Joy workers vote to end six-month strike

Joy Mining Machinery's Moss Vale workers voted to return to work last week, bringing to an end six months of industrial action.

Staff Reporter

A group of mine machinery workers from the New South Wales southern highlands voted October 13 to return to work after being locked out of their jobs in April.

The 73 workers from Joy Mining Machinery, Moss Vale, voted in favour of a deal which will allow them to return to work on October 23.

The six-month dispute at Joy Mining started over a pay claim and quickly worsened.

Australian Manufacturing Workers Union state secretary Paul Bastian said the workers were locked out of the factory for three months before management moved in scab labour, resulting in the workers taking indefinite strike action.

Bastian said the workers voted to return to work only when the scab labour had left the site.

"It's been a very long and protracted dispute," he said.

"The issues the company sought to achieve by deunionising the workplace by using American style union-busting tactics have failed."

Bastian said the company had tried to negotiate four separate enterprise bargaining agreements on the site.

He said despite employing tough legal tactics, the workers stance against the company resulted in them securing a single bargaining agreement.
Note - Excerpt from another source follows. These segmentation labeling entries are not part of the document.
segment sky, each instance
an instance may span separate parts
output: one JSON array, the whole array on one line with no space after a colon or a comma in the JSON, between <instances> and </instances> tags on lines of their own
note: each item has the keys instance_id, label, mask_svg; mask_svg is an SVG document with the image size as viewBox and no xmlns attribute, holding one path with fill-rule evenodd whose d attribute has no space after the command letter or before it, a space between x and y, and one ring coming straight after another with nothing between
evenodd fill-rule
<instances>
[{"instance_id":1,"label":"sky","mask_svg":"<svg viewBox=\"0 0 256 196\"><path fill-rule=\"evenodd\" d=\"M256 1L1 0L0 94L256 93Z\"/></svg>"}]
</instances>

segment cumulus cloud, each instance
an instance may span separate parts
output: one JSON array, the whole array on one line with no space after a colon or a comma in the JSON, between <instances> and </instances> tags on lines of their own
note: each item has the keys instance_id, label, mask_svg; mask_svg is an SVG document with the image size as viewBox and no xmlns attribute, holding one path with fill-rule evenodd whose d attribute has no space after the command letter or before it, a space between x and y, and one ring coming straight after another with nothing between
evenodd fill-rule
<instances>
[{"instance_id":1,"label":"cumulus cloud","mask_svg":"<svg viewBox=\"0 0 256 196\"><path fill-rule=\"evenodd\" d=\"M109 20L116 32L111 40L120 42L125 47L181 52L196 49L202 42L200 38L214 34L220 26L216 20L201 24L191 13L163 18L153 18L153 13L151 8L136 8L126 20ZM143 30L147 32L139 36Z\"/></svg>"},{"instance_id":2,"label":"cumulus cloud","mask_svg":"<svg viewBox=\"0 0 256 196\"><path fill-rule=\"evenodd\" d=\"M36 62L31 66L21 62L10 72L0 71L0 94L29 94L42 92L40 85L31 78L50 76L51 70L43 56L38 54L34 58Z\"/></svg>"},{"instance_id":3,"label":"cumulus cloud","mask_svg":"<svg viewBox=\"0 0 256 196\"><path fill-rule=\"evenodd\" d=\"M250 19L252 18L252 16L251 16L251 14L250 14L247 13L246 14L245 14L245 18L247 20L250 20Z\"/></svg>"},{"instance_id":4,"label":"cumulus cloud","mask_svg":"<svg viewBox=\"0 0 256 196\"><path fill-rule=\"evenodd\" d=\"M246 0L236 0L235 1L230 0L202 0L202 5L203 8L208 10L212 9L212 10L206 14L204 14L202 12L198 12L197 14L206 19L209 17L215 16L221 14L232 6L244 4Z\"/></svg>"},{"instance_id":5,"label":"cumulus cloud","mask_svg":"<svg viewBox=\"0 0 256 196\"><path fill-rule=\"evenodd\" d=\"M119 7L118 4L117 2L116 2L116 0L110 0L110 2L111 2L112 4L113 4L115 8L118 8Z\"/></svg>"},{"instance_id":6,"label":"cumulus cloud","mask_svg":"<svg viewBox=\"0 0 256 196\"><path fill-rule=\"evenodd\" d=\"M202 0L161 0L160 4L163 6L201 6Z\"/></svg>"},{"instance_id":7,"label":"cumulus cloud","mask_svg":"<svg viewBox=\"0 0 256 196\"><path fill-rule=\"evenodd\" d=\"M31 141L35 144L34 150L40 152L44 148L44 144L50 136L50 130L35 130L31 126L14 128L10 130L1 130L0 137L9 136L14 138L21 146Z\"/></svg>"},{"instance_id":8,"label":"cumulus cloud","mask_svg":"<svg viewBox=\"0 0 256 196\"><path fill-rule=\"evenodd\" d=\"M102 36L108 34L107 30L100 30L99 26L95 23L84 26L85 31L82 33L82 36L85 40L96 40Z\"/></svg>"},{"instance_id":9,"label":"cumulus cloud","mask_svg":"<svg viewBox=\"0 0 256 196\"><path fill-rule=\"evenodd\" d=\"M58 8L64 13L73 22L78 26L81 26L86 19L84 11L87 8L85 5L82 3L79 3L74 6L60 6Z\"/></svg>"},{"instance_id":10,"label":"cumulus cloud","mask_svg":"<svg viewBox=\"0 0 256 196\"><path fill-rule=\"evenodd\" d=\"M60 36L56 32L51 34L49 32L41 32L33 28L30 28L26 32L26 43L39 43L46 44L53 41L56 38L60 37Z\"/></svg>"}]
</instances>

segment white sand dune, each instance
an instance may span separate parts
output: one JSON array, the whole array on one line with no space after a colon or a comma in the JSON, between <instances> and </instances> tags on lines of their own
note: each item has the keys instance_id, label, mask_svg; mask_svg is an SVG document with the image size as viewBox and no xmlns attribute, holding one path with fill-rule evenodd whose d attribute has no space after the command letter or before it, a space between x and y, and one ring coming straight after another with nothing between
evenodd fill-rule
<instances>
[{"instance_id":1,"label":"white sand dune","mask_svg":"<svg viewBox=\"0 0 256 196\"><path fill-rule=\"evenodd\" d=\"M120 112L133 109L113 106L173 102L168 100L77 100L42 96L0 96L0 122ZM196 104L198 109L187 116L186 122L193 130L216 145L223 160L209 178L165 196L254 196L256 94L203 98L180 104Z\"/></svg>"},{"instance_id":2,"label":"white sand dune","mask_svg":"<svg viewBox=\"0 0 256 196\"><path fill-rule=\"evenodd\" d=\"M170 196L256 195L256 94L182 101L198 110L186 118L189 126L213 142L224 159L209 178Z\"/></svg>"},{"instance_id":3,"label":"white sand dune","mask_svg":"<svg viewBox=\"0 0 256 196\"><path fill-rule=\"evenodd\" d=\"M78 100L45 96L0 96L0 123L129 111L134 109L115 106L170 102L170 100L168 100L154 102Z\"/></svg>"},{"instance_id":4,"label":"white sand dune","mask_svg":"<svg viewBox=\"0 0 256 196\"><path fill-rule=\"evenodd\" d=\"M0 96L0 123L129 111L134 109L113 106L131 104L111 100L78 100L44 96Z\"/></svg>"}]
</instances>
"The workers will be resuming work victoriously and they are more stronger, more united than ever," he said.

"I think the company was faced with a determined resolve of the membership not to be intimidated and stood over by management - our workers wouldn't cop that."

Bastian said Joy management and the three unions involved in the dispute - the AMWU, the Communications Electrical and Plumbing Union and the Australian Workers Union - had also agreed to drop all separate court action.

It is not known whether Joy will continue to pursue separate cases in the District Court.

Joy lodged cases against the Construction Forestry Mining and Energy Union and the union's state secretary Andrew Ferguson for damages of up to $1.4 million for his alleged involvement at the Joy picketline.

Another District Court matter was against South Coast Labor Council secretary Arthur Rorris for damages of up to $700,000.

Bastian said some issues still had to be arbitrated in the Australian Industrial Relations Commission, including the exact amount of the enterprise agreement.

Comment was being sought from Joy management.